Campaigners hope a tree that comforted Anne Frank while she hid from the Nazis will survive after a new shoot started growing from the toppled chestnut's trunk.

A storm that buffeted Amsterdam on Monday snapped the tree and sent it crashing to the ground in a garden behind Frank's secret wartime hideaway.

Although no one was hurt when the 150-year-old tree fell across a fence at the Anne Frank House, fears were raised for its survival.

Helga Fassbinder, of the Support Anne Frank Tree foundation, said the remains of the trunk will be left in the ground so that a shoot growing out of healthy wood on one side can grow.

She said using an existing shoot on the trunk should provide a swift replacement for the chestnut.

"It grows faster than normal because it benefits from the enormous root system," she said.

The owner of the private garden where the tree stood agrees with the plan.

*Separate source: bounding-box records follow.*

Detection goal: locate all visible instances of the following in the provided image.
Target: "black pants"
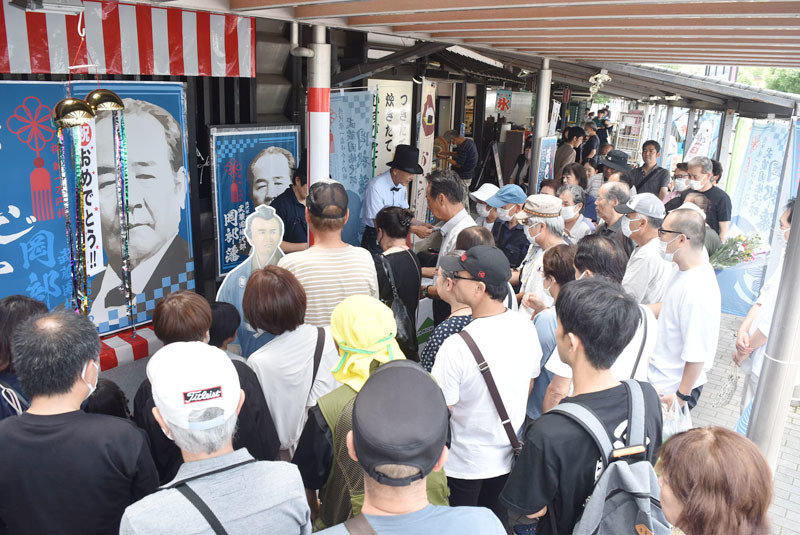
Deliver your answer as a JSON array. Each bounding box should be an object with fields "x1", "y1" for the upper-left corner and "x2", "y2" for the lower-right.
[
  {"x1": 361, "y1": 225, "x2": 383, "y2": 254},
  {"x1": 447, "y1": 474, "x2": 508, "y2": 526}
]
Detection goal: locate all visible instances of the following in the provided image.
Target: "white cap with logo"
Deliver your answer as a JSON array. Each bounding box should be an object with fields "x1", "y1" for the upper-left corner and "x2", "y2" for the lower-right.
[{"x1": 147, "y1": 342, "x2": 240, "y2": 431}]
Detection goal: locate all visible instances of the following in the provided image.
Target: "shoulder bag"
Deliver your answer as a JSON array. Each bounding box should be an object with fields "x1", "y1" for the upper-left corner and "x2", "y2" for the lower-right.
[{"x1": 458, "y1": 331, "x2": 522, "y2": 457}]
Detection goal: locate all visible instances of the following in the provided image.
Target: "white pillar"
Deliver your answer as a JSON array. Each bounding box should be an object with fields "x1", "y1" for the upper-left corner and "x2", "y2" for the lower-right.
[
  {"x1": 528, "y1": 58, "x2": 553, "y2": 193},
  {"x1": 306, "y1": 26, "x2": 331, "y2": 186}
]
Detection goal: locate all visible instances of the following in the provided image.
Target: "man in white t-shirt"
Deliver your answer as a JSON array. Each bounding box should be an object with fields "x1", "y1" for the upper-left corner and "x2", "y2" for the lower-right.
[
  {"x1": 647, "y1": 210, "x2": 722, "y2": 409},
  {"x1": 542, "y1": 234, "x2": 658, "y2": 412},
  {"x1": 432, "y1": 245, "x2": 542, "y2": 519},
  {"x1": 614, "y1": 193, "x2": 675, "y2": 305}
]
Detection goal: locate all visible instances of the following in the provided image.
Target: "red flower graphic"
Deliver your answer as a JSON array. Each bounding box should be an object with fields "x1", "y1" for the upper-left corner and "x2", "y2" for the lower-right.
[{"x1": 6, "y1": 96, "x2": 55, "y2": 156}]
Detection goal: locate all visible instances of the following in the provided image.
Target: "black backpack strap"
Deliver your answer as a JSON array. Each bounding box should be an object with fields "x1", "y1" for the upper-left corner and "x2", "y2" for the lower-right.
[
  {"x1": 631, "y1": 307, "x2": 647, "y2": 379},
  {"x1": 175, "y1": 482, "x2": 228, "y2": 535},
  {"x1": 311, "y1": 327, "x2": 325, "y2": 389},
  {"x1": 344, "y1": 515, "x2": 378, "y2": 535},
  {"x1": 622, "y1": 379, "x2": 645, "y2": 447},
  {"x1": 458, "y1": 331, "x2": 522, "y2": 455}
]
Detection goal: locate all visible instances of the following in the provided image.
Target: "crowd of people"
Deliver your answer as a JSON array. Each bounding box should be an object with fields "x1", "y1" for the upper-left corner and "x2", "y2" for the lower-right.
[{"x1": 0, "y1": 133, "x2": 794, "y2": 535}]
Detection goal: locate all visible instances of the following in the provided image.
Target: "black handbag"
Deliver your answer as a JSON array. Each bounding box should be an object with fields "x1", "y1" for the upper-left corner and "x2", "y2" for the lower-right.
[{"x1": 380, "y1": 252, "x2": 419, "y2": 362}]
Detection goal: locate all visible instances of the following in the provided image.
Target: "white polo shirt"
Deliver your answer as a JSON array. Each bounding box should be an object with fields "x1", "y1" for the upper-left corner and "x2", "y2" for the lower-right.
[
  {"x1": 647, "y1": 262, "x2": 722, "y2": 395},
  {"x1": 431, "y1": 310, "x2": 542, "y2": 479}
]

Fassbinder said large chunks of wood from the tree, estimated to weigh 60,000 pounds, will be lifted out of the garden by crane and saved.

A global campaign to protect the chestnut was launched in 2007 after city officials deemed it a safety hazard and ordered it felled.

The tree was granted a last-minute reprieve after a battle in court saved it.

But the tree suffered from fungus and moths that had caused more than half its trunk to rot away.

In a bid to prolong its life, council workers had previously buttressed the tree's trunk in a steel cage, but it was not enough to save it from a strong gust in this week's storm.